Ham Wall is ‘recognised as carrying special manifestations of wildlife, natural phenomena, ecological balance’ (Thorley and Gunn 2008: 12), which is shown to its fullest in the Starling murmurations. We see seasonal and daily balance during winter sunrise and sunset, which brings us ‘something infinitely healing’ (Carson 1996: 24).
The Somerset Levels (though not necessarily Ham Wall specifically), shows evidence of ‘a memorial or mnemonic to a key recent or past event in history, legend, or myth’ (Thorley and Gunn 2008: 12). History, archaeology, legend and landscape memory lie in the water itself: in its ethereal quality, in the chaos of the floods, and the in mastery of the landscape, all of which is reflected in creation mythology. This mythology manifests in the Arthurian and Arimathean legends, and in the history of a landscape that took many generations to create out of chaos ‘conditions in which human beings could live' (Hawkins 17: 1973).

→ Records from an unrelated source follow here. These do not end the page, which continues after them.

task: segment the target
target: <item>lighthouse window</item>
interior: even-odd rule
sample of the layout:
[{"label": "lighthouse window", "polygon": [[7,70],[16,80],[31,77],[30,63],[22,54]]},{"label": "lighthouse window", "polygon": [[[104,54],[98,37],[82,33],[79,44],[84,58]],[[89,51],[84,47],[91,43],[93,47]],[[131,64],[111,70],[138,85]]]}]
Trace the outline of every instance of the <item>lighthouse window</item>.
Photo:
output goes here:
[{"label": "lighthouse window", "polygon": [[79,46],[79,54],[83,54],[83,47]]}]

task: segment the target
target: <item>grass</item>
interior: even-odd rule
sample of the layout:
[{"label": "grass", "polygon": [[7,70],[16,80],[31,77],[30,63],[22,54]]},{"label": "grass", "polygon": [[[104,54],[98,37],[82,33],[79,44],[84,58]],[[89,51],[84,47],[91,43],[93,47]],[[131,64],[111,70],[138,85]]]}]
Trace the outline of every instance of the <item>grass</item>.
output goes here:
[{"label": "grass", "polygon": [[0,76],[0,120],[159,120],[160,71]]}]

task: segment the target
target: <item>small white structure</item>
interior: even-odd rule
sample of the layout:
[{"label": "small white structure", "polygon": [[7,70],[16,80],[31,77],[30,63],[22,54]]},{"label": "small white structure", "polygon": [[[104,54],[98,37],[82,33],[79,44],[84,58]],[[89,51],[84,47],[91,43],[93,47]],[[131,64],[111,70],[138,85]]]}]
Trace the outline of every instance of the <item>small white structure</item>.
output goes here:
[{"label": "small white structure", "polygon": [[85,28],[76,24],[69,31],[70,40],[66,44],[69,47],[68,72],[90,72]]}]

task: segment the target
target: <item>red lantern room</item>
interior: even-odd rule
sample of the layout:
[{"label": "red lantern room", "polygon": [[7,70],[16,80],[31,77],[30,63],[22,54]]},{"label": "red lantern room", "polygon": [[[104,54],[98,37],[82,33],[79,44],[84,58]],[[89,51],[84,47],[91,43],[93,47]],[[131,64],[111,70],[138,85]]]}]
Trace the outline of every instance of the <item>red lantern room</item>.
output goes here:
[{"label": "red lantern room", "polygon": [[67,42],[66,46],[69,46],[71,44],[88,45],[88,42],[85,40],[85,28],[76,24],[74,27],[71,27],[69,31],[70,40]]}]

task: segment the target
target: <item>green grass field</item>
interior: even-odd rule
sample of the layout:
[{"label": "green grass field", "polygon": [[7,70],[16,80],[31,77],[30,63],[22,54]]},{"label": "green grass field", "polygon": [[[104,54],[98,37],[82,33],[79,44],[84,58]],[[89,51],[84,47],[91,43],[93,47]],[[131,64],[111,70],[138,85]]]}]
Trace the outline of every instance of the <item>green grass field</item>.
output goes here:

Ham Wall has ‘palpable and special energy or power which is clearly discernible from the landscape’ (Thorley and Gunn 2008: 12), enhanced by the Starling murmurations. It has a 'Spirit of Place' (Tilley 1994: 26), which is the ‘palpable ecstasy of being alive’ I felt from all the species of bird one dawn. However, as sacred places invoke a sense of 'awe, emotion, wonder or anguish' (Tilley 1994: 16), watching the Starlings does enhance the Spirit of Place.
Finally, Ham Wall ‘is a place of spiritual transformation for individual persons or the community’ (Thorley and Gunn 2008: 12), as those who enter it may experience 'healing, meaning, transformation, strength or connectedness with nature' (Hughes 1991: 15). This is reflected in my feelings of wonder, of belonging, connectedness to nature, and love for my home, all of which were enhanced by the Starling murmurations. Although Lane (2016) says that to be in a sacred landscape you must be present to it, suggesting that not everyone would consider the Somerset Levels as sacred, I do not think this diminishes its sacredness. He also says: what you long for is already within you, but it is wilderness (and the Starlings) that helps you realise it.